She drew in her breath sharply. Often she had heard that a drowning man’s whole life will pass in panorama before him in a few seconds; and, again, that in the moment before we wake we may dream the events of years. This had always seemed to her incredible, but now she understood it. For the tiny space during which she sat silent, while Wade looked steadily into her eyes, she grasped as by lightning flash the whole situation that, normally, she must have taken hours to think out. She had surrendered her heart to this man; she could make him a good wife — the only kind of wife that would ever suit him if he was to marry at all. She saw this clearly, and without prejudice. She saw too that he also recognised the fact, though he was ignorant that she loved him. His heart, she knew, was neither hers nor any woman’s, for Gulâban was his bride, his mistress, and his human senses were dormant, contentment had dulled them; he was only asking her to marry him because, owing to his original intervention, she was in a disagreeable and difficult position, and he liked and admired her sufficiently not to be repelled by the notion.

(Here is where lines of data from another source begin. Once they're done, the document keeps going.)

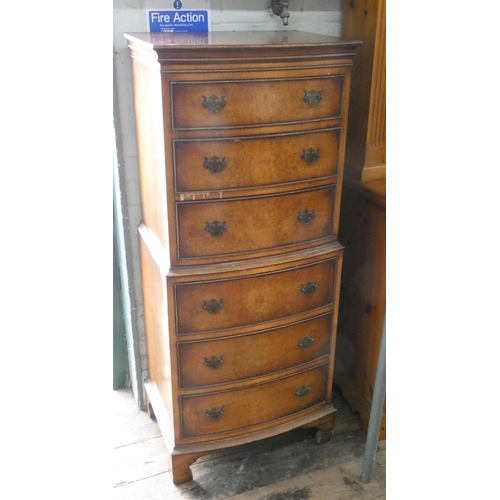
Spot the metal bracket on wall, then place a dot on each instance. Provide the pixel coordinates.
(280, 8)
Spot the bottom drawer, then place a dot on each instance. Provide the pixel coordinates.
(241, 409)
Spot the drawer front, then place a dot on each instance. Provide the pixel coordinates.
(210, 362)
(223, 304)
(247, 103)
(241, 409)
(241, 226)
(236, 163)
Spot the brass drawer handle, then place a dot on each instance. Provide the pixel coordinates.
(309, 288)
(306, 217)
(213, 306)
(215, 228)
(214, 165)
(310, 155)
(313, 97)
(306, 342)
(214, 413)
(213, 104)
(214, 362)
(303, 391)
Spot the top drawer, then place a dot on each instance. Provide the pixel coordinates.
(248, 103)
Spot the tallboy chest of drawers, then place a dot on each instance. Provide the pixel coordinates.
(241, 141)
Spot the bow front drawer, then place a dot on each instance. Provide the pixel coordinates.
(229, 303)
(228, 228)
(242, 409)
(248, 103)
(210, 362)
(235, 163)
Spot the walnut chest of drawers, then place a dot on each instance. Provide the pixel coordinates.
(241, 141)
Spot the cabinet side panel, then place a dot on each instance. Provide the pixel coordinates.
(362, 300)
(156, 322)
(149, 130)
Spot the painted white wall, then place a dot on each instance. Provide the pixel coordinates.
(315, 16)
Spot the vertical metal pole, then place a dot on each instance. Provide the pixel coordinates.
(375, 413)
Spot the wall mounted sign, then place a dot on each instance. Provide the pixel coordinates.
(185, 16)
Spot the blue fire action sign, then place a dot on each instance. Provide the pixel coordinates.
(183, 16)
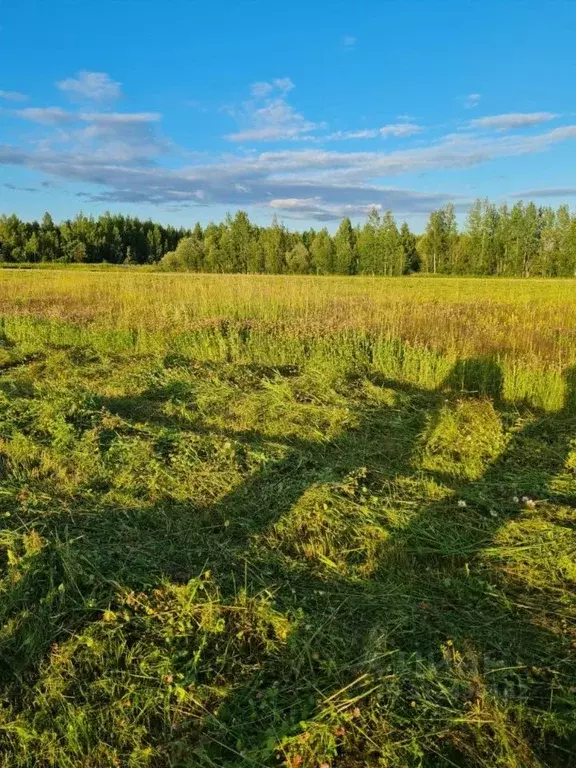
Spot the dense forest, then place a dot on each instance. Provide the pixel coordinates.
(522, 240)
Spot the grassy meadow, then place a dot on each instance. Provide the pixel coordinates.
(286, 521)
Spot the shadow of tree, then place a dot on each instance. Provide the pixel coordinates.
(388, 608)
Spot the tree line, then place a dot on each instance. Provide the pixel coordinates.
(523, 240)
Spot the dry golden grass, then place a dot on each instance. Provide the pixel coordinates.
(529, 320)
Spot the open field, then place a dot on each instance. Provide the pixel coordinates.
(259, 521)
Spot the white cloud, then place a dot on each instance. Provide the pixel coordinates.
(368, 133)
(394, 129)
(91, 86)
(400, 129)
(270, 117)
(471, 101)
(262, 89)
(13, 96)
(116, 118)
(123, 157)
(559, 192)
(45, 115)
(511, 120)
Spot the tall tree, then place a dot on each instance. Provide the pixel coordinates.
(345, 254)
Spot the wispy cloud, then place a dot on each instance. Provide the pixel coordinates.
(559, 192)
(16, 188)
(471, 101)
(45, 115)
(269, 116)
(118, 135)
(281, 84)
(13, 96)
(312, 183)
(511, 120)
(116, 157)
(91, 86)
(400, 129)
(394, 129)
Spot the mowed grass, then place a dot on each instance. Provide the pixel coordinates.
(251, 535)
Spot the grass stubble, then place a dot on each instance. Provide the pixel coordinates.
(305, 522)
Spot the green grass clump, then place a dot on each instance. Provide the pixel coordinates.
(223, 559)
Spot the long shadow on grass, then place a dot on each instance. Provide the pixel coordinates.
(380, 592)
(433, 600)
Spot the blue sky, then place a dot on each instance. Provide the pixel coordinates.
(183, 110)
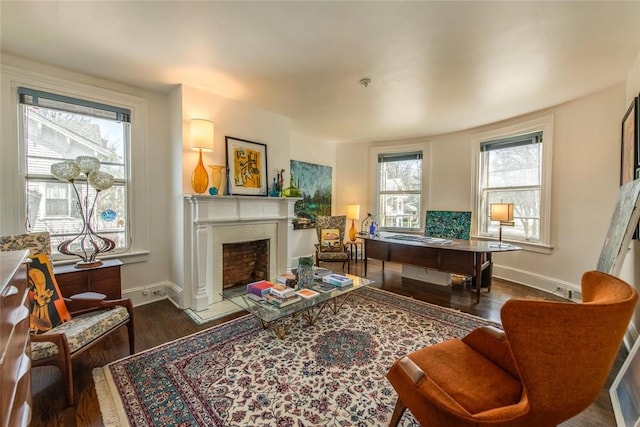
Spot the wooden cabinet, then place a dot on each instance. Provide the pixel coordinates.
(104, 279)
(15, 359)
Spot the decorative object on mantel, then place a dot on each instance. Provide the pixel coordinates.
(201, 140)
(87, 244)
(217, 185)
(314, 186)
(630, 158)
(247, 164)
(276, 188)
(291, 190)
(353, 213)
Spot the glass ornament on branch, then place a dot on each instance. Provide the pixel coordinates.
(87, 244)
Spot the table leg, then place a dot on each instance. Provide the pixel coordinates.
(478, 275)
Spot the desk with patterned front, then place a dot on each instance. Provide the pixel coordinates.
(469, 257)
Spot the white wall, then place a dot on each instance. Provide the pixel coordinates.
(586, 162)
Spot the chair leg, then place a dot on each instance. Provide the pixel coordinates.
(132, 337)
(398, 411)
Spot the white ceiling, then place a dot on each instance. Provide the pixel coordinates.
(435, 67)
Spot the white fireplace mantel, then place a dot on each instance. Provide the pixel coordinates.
(211, 221)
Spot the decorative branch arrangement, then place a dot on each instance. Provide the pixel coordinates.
(87, 244)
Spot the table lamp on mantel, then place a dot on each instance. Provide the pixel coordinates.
(353, 213)
(502, 212)
(201, 140)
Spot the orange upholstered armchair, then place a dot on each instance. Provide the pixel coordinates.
(549, 364)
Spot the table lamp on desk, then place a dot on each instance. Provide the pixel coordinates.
(502, 212)
(353, 213)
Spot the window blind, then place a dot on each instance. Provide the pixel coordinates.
(399, 157)
(54, 101)
(512, 141)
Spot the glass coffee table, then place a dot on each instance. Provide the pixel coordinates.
(280, 319)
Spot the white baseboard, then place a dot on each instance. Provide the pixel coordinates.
(142, 295)
(538, 281)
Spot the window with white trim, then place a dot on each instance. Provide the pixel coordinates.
(55, 128)
(400, 190)
(511, 171)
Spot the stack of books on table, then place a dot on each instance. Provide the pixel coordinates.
(323, 287)
(307, 293)
(259, 288)
(319, 272)
(337, 280)
(281, 295)
(286, 279)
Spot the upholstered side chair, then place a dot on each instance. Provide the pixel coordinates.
(91, 317)
(330, 246)
(549, 364)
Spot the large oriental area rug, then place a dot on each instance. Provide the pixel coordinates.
(238, 374)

Then the future took its turn. He would be a kind, considerate, reasonable husband; they would be genuine comrades, she would understand him, and love Gulâban as much as he did, never trying to oust her from his heart. Surely he would be the happier for the change, his life would be fuller, less lonely — ah! she had forgotten! his ‘free solitude’ would be gone for ever, the treasure of his life that he valued and cherished, the prize that so rarely falls to the lot of those who are able to appreciate it. This she would be taking from him. She loved him; therefore she could not do it. But she loved him the more for offering her this sacrifice out of the chivalry and tenderness of his heart. She would make her sacrifice to him instead of accepting his; and he should never know that she had made it.

‘I am very sorry,’ she said, her voice a little strangled, ‘but — but I can’t — indeed,’ she put out her hand to him and he grasped it, ‘I am grateful, and I wish I could say yes,’ (how much she wished it he could not know!) ‘but it is impossible. I must leave Chandlerpore; for that I am sorry too, and I dread telling them all. There is no reason why I should not go home again if I cannot find anything I like to do out here, so you must not be anxious or worried about me, and I hope — I hope you will not forget me!’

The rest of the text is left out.